II. Comment peut-on expliquer cette colère?
Elle s’explique à la fois :
A. par la volonté de puissance d’Alexandre qui veut affirmer qu’il est, en véritable tyran, seul maître à bord.
→ futur de l’indicatif « il restera ici » + 1ère personne du singulier (Reprise du pronom « j’aime Lorenzo, moi »)⇒ Il veut faire entendre que seule sa volonté compte et qu’il ne tiendra compte de rien d’autre que sa volonté propre.). Il affirme son autorité discrétionnaire, arbitraire.
→ Il ne cache même pas sa débauche. Champ lexical : « mon entremetteur », repris par « son entremise » (il insiste !), « ruffian », allusion à Bacchus.

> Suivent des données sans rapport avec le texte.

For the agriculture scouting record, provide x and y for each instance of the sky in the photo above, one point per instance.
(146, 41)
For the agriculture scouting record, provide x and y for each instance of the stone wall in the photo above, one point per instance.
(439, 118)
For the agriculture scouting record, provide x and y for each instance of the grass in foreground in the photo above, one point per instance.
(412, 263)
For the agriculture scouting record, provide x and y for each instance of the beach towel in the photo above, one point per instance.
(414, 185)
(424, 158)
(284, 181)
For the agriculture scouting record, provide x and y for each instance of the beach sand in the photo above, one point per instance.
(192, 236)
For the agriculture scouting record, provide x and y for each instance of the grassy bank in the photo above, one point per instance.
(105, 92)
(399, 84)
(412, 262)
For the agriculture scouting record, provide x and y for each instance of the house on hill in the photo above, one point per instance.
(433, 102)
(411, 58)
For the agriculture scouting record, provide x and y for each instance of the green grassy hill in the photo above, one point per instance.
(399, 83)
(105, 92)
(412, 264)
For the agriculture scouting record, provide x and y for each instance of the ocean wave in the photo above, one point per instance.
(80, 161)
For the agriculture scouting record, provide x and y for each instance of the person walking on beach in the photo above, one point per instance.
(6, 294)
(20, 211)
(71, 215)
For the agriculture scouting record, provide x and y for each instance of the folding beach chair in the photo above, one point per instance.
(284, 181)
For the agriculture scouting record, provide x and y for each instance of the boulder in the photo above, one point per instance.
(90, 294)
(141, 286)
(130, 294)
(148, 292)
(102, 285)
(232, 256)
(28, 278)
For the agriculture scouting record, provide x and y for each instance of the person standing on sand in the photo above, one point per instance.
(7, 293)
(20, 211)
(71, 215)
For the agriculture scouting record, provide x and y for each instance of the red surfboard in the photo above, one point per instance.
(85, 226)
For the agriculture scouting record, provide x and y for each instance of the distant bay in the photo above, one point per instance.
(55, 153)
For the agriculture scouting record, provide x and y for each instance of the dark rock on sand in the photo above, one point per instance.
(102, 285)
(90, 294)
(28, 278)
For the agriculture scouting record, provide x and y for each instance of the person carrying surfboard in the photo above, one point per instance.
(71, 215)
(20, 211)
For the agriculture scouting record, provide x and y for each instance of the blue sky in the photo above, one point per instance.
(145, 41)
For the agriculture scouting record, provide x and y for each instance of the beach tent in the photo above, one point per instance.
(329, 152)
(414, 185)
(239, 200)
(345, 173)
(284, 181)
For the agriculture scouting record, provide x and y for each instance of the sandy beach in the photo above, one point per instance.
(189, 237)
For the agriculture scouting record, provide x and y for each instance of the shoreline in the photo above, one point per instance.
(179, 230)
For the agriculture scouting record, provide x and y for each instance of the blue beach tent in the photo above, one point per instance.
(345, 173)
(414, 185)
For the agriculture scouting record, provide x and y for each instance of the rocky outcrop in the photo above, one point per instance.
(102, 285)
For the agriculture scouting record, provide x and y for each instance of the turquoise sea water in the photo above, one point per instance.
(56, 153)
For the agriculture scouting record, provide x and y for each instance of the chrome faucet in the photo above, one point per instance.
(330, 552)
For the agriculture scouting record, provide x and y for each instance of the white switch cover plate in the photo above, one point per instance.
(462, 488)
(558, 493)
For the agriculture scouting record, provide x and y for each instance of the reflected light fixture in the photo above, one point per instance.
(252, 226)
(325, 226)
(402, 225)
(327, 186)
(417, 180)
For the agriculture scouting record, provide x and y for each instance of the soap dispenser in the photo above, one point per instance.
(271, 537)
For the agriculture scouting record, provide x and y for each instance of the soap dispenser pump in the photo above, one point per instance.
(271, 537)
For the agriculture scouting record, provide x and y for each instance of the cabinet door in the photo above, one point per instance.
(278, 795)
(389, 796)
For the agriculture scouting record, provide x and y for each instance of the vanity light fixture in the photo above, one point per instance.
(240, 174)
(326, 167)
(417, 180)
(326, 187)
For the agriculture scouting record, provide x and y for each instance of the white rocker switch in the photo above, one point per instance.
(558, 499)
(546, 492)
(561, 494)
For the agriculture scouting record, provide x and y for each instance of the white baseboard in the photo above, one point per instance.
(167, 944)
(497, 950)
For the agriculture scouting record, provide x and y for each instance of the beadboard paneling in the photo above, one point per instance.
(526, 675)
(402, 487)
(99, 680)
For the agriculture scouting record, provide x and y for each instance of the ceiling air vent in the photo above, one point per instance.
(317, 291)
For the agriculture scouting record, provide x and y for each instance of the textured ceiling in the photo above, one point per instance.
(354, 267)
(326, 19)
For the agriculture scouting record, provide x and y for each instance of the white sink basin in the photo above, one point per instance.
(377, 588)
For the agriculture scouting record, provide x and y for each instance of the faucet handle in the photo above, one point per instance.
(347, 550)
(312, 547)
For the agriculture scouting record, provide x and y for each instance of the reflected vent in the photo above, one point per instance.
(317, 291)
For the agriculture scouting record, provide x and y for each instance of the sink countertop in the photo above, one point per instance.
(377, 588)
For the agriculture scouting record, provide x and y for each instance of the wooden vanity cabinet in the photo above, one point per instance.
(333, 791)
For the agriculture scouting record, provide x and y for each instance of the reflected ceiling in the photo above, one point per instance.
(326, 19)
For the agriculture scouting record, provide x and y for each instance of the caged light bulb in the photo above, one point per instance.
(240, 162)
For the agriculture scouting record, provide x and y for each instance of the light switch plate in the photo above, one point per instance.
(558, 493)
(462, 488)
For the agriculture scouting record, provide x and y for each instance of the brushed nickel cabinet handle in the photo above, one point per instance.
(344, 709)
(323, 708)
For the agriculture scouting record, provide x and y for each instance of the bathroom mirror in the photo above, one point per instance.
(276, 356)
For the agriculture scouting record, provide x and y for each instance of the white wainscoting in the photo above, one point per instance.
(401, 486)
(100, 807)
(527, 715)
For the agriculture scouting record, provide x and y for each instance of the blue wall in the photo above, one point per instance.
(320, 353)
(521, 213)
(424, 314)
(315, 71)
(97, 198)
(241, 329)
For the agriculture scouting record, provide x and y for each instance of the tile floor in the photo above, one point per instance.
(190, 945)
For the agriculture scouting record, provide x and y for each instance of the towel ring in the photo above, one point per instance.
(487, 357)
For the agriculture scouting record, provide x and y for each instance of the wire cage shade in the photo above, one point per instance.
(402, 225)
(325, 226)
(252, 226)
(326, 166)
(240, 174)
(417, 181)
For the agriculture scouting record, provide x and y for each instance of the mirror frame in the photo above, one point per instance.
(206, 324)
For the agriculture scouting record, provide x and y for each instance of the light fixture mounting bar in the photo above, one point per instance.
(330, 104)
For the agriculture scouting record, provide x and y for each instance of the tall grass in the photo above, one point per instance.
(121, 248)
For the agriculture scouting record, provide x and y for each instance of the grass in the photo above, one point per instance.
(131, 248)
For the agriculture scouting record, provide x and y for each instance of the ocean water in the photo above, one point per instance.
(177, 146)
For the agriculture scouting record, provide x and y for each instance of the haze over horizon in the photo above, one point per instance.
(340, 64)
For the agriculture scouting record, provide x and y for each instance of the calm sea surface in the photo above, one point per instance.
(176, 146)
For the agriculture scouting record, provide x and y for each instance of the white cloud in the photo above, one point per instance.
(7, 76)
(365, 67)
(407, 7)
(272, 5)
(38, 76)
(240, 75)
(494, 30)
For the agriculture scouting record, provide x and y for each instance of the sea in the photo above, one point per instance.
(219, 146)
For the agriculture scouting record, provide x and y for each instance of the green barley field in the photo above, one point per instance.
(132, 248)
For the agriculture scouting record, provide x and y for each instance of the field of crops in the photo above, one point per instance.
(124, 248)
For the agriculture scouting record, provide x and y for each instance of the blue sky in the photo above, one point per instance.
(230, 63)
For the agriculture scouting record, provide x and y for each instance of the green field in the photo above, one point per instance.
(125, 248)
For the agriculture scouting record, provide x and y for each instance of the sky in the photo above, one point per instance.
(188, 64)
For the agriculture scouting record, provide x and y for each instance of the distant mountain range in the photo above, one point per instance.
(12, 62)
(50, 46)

B. par ses sentiments pour Lorenzo.
- Quel portrait Alexandre donne-t-il de Lorenzo ?
Il le décrit comme :
→ affaibli physiquement.
- Il n’est même pas un « ruffian » à part entière mais « l’ombre d’un ruffian énervé» (attention au sens d’ « énervé » ici : qui n’a pas de nerf, donc sans énergie ni force). Il reprend 2 fois ce terme « Non, non, je n’ai pas peur des ombres ».
- Les expressions « ce petit corps maigre », « ces yeux plombés », la métaphore « ce lendemain d’orgie ambulant », « ce visage morne, qui sourit quelquefois, mais qui n’a pas la force de rire » laissent imaginer l’usure du corps (réelle mais peut-être en partie feinte), une démarche traînante due aux débauches d’une nuit trop courte.
- sa faiblesse est associée à la féminité : « mains fluettes et maladives à peine assez fermes pour soutenir un éventail » → cela suggère une certaine ambiguïté dans leurs relations ( cf : « j’aime Lorenzo »). Cette dévalorisation physique n’est pas exempte de tendresse : c’est comme si Alexandre, l’homme viril, parlait d’une femme plus faible que lui mais qui a besoin de lui pour la défendre. L’accumulation des 5 groupes nominaux par lesquels Alexandre décrit Lorenzo (« ce petit corps maigre… ce visage morne ») fait sentir le plaisir qu’il éprouve à évoquer son apparence, qui le touche justement par sa faiblesse.